Inverse gap normalization

Applied to time gaps where smaller is better. Maps gaps from 0 seconds (perfect 10.0) to 30+ seconds (0.0) using the formula: 10 - (gap ÷ 30) × 10.

Direct normalization

Applied to values already on a 0-10 scale. The value is used as-is with no transformation. Used for the AI Assessment dimension.

Final Score Calculation

Each dimension's normalized score (0-10) is multiplied by its weight, and all weighted contributions are summed to produce the final race score. Dimension weights sum to 100%, so the maximum possible score is 10.0.

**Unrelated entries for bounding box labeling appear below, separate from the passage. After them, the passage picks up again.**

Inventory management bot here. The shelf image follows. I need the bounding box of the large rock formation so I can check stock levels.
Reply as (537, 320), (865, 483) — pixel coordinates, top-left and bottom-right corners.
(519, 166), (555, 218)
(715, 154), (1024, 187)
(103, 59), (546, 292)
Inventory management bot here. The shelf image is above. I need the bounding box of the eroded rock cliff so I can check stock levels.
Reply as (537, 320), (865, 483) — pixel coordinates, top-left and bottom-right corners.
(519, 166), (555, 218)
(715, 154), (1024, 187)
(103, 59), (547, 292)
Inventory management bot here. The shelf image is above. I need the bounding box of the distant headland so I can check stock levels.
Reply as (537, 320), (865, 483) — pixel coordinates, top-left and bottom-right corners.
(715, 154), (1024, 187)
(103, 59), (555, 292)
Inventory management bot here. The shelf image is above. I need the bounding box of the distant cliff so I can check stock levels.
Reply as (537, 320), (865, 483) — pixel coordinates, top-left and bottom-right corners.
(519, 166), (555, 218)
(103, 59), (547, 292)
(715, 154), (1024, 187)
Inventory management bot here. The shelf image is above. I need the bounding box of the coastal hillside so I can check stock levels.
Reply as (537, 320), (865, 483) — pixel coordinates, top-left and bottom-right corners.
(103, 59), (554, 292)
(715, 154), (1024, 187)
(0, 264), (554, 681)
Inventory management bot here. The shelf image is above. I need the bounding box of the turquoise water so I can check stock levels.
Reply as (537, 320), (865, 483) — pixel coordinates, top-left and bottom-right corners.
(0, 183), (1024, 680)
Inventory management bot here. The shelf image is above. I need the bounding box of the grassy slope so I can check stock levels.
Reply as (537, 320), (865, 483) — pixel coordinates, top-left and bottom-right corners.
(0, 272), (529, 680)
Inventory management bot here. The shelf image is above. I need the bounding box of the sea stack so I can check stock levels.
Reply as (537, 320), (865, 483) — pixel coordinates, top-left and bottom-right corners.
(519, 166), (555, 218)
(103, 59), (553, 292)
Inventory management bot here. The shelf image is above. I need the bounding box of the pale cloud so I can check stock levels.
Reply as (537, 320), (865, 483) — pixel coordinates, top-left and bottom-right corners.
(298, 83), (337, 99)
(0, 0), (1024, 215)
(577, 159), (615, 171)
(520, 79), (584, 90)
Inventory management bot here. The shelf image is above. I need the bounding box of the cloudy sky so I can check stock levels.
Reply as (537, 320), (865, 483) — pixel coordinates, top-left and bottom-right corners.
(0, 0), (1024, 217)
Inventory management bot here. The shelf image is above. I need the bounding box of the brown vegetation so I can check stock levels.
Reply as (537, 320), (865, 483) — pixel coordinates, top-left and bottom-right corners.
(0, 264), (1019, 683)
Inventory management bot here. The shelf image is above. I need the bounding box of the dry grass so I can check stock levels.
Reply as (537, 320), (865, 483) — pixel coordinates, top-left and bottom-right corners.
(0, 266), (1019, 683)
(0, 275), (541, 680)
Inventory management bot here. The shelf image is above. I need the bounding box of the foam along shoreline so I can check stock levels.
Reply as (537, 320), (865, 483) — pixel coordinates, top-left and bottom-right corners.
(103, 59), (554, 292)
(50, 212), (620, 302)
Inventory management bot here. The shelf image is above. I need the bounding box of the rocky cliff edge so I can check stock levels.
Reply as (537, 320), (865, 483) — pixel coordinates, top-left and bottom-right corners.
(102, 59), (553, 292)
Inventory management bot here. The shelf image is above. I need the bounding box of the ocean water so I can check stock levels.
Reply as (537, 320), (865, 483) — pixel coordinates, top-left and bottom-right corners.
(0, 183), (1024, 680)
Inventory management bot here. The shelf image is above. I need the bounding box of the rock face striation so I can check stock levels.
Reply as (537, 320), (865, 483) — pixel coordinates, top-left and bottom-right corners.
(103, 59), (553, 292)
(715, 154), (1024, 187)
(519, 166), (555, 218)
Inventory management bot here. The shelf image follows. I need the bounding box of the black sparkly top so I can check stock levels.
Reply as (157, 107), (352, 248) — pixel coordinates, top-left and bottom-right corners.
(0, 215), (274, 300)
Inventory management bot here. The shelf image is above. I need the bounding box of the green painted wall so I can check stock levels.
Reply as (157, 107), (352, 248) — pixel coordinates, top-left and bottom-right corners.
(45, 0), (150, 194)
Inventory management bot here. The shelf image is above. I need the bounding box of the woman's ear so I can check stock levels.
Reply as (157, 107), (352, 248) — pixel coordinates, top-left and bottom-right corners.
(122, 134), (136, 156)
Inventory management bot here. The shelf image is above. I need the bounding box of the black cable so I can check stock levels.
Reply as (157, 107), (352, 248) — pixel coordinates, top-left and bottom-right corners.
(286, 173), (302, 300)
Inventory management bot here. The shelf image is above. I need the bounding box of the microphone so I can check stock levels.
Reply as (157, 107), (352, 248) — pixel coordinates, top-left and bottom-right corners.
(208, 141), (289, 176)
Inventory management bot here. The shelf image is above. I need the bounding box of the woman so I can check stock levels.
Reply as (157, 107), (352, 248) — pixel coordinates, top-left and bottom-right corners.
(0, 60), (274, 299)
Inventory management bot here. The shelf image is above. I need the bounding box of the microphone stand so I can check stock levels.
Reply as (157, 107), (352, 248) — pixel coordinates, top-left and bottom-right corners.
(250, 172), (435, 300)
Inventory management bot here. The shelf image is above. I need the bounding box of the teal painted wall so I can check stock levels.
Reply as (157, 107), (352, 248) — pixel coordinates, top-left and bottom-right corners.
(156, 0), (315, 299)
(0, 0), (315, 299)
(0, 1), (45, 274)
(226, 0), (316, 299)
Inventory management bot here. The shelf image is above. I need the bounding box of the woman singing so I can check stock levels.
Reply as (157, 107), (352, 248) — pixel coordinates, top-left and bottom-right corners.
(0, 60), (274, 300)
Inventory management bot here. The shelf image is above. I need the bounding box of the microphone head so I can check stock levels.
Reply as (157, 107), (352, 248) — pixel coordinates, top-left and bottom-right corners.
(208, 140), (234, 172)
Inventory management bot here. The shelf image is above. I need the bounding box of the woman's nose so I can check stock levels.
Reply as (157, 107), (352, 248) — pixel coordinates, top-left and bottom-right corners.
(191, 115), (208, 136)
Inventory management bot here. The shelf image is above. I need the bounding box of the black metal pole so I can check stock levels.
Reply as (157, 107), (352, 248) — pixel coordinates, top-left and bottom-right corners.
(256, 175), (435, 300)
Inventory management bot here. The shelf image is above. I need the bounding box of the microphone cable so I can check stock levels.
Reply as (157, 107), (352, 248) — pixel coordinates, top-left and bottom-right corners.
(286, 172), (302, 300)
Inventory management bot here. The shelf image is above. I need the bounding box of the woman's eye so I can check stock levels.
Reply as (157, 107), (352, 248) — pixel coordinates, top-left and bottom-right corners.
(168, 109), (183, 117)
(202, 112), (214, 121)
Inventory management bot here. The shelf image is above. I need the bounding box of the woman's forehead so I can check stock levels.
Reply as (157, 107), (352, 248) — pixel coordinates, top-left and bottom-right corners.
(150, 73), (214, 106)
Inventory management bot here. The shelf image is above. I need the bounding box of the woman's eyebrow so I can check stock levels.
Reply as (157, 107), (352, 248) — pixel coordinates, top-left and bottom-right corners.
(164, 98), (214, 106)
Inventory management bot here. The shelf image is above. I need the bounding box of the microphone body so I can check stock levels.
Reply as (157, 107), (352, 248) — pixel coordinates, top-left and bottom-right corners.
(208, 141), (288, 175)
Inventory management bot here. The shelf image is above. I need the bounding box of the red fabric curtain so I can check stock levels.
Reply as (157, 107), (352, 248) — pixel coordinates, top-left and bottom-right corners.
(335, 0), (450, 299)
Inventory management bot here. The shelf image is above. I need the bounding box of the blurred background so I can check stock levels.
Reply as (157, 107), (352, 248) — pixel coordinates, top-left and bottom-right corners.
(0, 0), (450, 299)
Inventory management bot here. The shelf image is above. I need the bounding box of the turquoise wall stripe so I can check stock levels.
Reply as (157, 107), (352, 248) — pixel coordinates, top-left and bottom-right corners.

The eleven dimensions span multiple categories—weather, interruptions, racing quality, strategy, and competition—allowing races to earn high scores through different characteristics. A chaotic rain-affected race, a strategic multi-stop battle, or pure wheel-to-wheel racing can all achieve excellent scores through their own merits.

AI Assessment

AI Assessment is a weighted scoring dimension (12% weight), just like the other ten dimensions. An LLM with web search researches each race independently—reading race reports, fan reactions, and expert analysis. It's prompted to identify both the boring and exciting aspects of the race before scoring, and calibrated against reference races (e.g., 2019 France GP = 1.5, 2019 German GP = 10). Three separate calls are made and averaged to reduce variance.

Raw AI scores are then normalized to the full 0-10 range based on the lowest and highest AI scores across all races. This compensates for LLMs' tendency to cluster scores in a narrow band, ensuring the AI dimension provides meaningful differentiation between races.

The AI assessment captures narrative context that pure statistics miss—like a processional front despite high midfield overtake counts, or historic significance that elevates a race's worth-watching value. Races without an AI score simply receive zero contribution from this dimension.